En la Asamblea, la evaluación aparece como paso previo e indispensable para juzgar y cambiar autoridades. Se sospechan intenciones ulteriores inconfesables. El proceso está profundamente contaminado de intereses políticos. Y en estos casos la argumentación, la objetividad y la justicia pierden espacio.
Evaluar no debería causar escándalo. Debería ser parte estructural de todo ciclo de gestión. En esencia, es un ejercicio crítico legítimo y democrático de exigir cuentas y mejorar procesos. Claro, cuando se cumplen ciertos principios centrales. Uno de ellos es el rigor del proceso y el respeto a los hallazgos. Adelantar resultados, juicios y sanciones -como lo han hecho varios honorables- pervierte el mecanismo. Lo vuelve pretexto y humo. Legitima mañosamente decisiones tomadas.
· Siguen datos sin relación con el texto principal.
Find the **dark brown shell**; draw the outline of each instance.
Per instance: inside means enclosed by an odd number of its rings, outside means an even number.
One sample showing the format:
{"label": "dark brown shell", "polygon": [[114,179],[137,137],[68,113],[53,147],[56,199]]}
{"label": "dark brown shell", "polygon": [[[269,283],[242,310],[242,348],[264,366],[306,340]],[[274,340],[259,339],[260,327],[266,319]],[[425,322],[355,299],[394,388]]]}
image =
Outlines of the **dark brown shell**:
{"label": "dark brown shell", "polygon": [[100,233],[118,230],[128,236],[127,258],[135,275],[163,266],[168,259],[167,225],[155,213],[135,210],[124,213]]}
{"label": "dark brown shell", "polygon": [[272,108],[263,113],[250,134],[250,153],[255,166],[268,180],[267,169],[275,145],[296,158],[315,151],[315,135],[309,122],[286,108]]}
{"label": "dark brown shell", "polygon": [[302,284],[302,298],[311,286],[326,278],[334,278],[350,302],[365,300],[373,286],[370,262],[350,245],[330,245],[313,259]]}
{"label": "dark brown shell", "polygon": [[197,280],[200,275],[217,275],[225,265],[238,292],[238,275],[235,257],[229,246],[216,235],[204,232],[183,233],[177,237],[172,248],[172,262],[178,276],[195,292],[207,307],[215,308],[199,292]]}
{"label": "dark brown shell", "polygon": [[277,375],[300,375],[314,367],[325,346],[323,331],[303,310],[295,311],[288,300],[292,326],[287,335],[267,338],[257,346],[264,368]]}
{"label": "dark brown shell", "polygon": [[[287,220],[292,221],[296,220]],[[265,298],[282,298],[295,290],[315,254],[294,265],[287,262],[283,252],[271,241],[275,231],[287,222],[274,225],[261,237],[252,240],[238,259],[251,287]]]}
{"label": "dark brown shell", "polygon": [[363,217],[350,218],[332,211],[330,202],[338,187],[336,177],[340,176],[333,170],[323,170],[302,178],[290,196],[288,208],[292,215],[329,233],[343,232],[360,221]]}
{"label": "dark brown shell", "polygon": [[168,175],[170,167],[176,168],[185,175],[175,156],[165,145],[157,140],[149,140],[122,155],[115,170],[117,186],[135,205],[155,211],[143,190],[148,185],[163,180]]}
Toda evaluación implica una relación entre objetivos y resultados. En nuestro caso se vuelve complejo porque no hay objetivos declarados y agenda explícita. Toda evaluación también necesita evidencias para ganar en objetividad. Las divagaciones, lucimientos, descontextualizaciones, contradicciones, adscripciones en plancha, la ridiculizan. Se precisa argumentos, pruebas. Para que las conclusiones sean casi inobjetables.
Toda evaluación apunta al futuro. Si se quedan en venganzas y apetitos personales, si no producen aprendizajes y mejoramiento de la vida, se empobrecen. El ejercicio debe asegurar beneficios para la práctica legislativa. De todos por favor.
Sería sano para la democracia que ejercicios evaluativos rigurosos seextiendan e institucionalicen. Más aún en un escenario plagado de vicios y con autocrítica ausente.